The Nigerian government has expressed committed supports of efforts by Organization of Oil Exporting Countries, OPEC to stabilize oil prices, but prefers to wait before deciding whether to join the cartel’s cuts in oil production.
Ibe Kachikwu minister of state for Petroleum said hopefully, “In the next two to three months we can see how predictable the production return has been and then can say we feel stabilized and need to make the corresponding cuts,”.
Nigeria and Libya, whose output has been hit by political turmoil and attacks, are exempt from an the Organization of Petroleum Exporting Countries agreement, which is an effort to reduce a glut of crude oil on world markets.

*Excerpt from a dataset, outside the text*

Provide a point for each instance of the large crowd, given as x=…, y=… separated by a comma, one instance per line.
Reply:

Nigeria’s benchmark level to join the OPEC cuts is production of 1.8 million barrels of crude a day. Its current output is around 1.7 million barrels a day, excluding condensates, Kachikwu said.
However, the country’s output had improved in recent months, after the government managed to end militant attacks on oil pipelines in the Niger Delta by opening peace talks with leaders in the restive oil hub.
Kachikwu also said he would not attend a meeting between OPEC and non-OPEC nations on July 24 in Russia, because he would be hosting a meeting of African oil producers in Abuja on the same day.
“We (OPEC) are fairly in consensus on our position on cuts,” he said, adding that OPEC hoped oil prices would stabilize later this month.
Under the supply deal, OPEC is curbing output by about 1.2 million barrels a day. Russia and other non-OPEC producers are cutting half as much, until March 2018.
OPEC said on Wednesday its oil production jumped in June and forecast world demand for its crude would decline next year as rivals pump more, pointing to a market surplus in 2018 despite the OPEC-led output cut.
Giving its first forecasts for 2018 in a monthly report, OPEC said the world will need 32.20 million barrels per day of crude from its members next year, a fall of 60,000 barrels a day from this year.